I also probably have mentioned that the federal census showed that in 1790 most prosperous merchants in Connecticut owned at least one slave, as did 50 percent of the ministers. (I am sorry to be repeating myself, but I believe from one of my earliest paragraphs I also said that some Connecticut slaves actually lived on farms as large as what one would consider a "plantation" in the South.)

I like using Avery Craven's books, CIVIL WAR IN THE MAKING and THE COMING OF THE CIVIL WAR, Louisiana State University Press, Baton Rouge, plus many online sources and newspaper articles.

I also mentioned that what turned out to be true in Connecticut turned out to be true in New York, Massachusetts,etc., New England ..........

One source of Connecticut slavery that can be found online is Venture Smith, Narrative of the Life, p. 19, online: www.docsouth.unc.edu/neh/venture/venture.html

Another: Evarts B. Greene and Virginia D. Harrington, American Population before the Federal Census, pp. 50,64,92.

Information that I got concerning the New England states came from several books that I've been reading.
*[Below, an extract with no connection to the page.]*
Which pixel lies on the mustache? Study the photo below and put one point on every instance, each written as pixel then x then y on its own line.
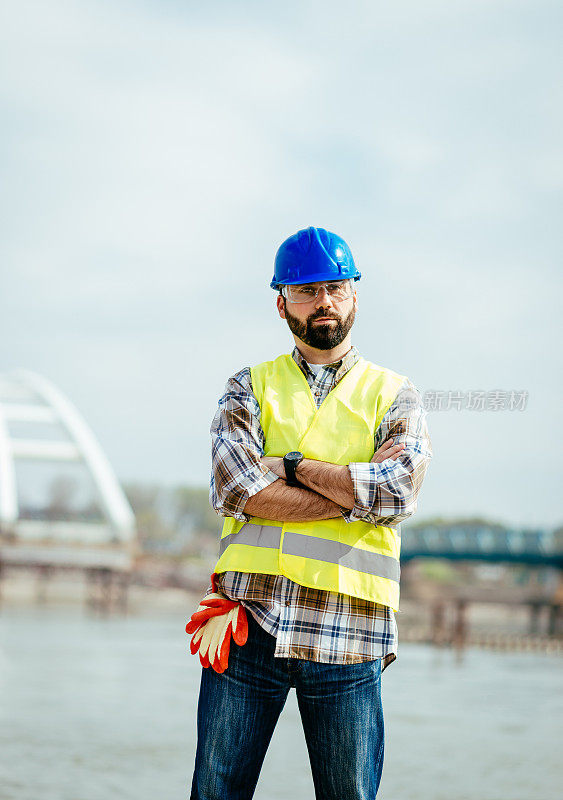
pixel 321 314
Another example is: COMPLICITY: How the North Promoted, Prolonged, and Profited from Slavery by Anne Farrow, Joel Lang, and Jenifer Frank, Ballantine Books, N.Y. (the first mention of Connecticut having 5,000 slaves before the American Revolution came in the preface xviii).

In the book COMPLICITY, p. 64, "In the Area of this Quadrangle...", Atkins, Voyage to Guinea, p. 269 I capsulized bits of Venture Smith's life as a slave. (But he also wrote his own life story, which he dictated to Elisha Niles, a schoolteacher and Revolutionary war soldier. It provides a look at Northern slavery. Black armies had been plundering Africa's rich west coast since the 16th century to provide labor for the New World. Lining the coast were about 40 "slave castles," or "slave factories," in which traders from Europe and the colonies could SELECT and BUY captive human beings.

There were also slave-worked farms belonging to New Yorkers Lewis Morris and Augustus Van Cortlandt: Burrows and Wallace, GOTHAM, pp. 87,105,123; and Web Site of New York City Department of Parks and Recreation, www.nycgovparks.org

And in discussing Manhattan I should include Governor Cornbury, as quoted in Burrows and Wallace, GOTHAM, p. 147 and McManus, HISTORY OF NEGRO SLAVERY IN NEW YORK, p 131.

Concerning the fires in New York that were set by slaves, sources include Thomas J. Davis, RUMOR OF REVOLT, p 17. and various people quoted in Horsmanden's book, CONSPIRACY, p.15,pp42-43,pp 65-66.

I hope this proves helpful. I am not denying ANY of the South's participation in slavery, I am only stating facts about Northern slavery that started even before the American Revolution, involved many prominent names whose businesses today have a past that they would much prefer remain hidden since their original successes were built on slavery.

It is too common for forums to skip blithely over what the North was up to and the way some history is written it would appear that the South got their slaves on their own ships (they owned NONE), brought them to America (another untruth) and were the only ones in this country who turned a profit on slave labor (another untruth.)

If these facts are new to people (as they were to me) then I would think that everyone would appreciate a broader picture of the beginnings of this fair country. We might as well know the truth because the truth always comes out in the end and I would much prefer it come out now than seventy years from now have some historian say that we, in 2007 STILL did not see the whole picture of slavery or, if we did see it, COVERED IT UP.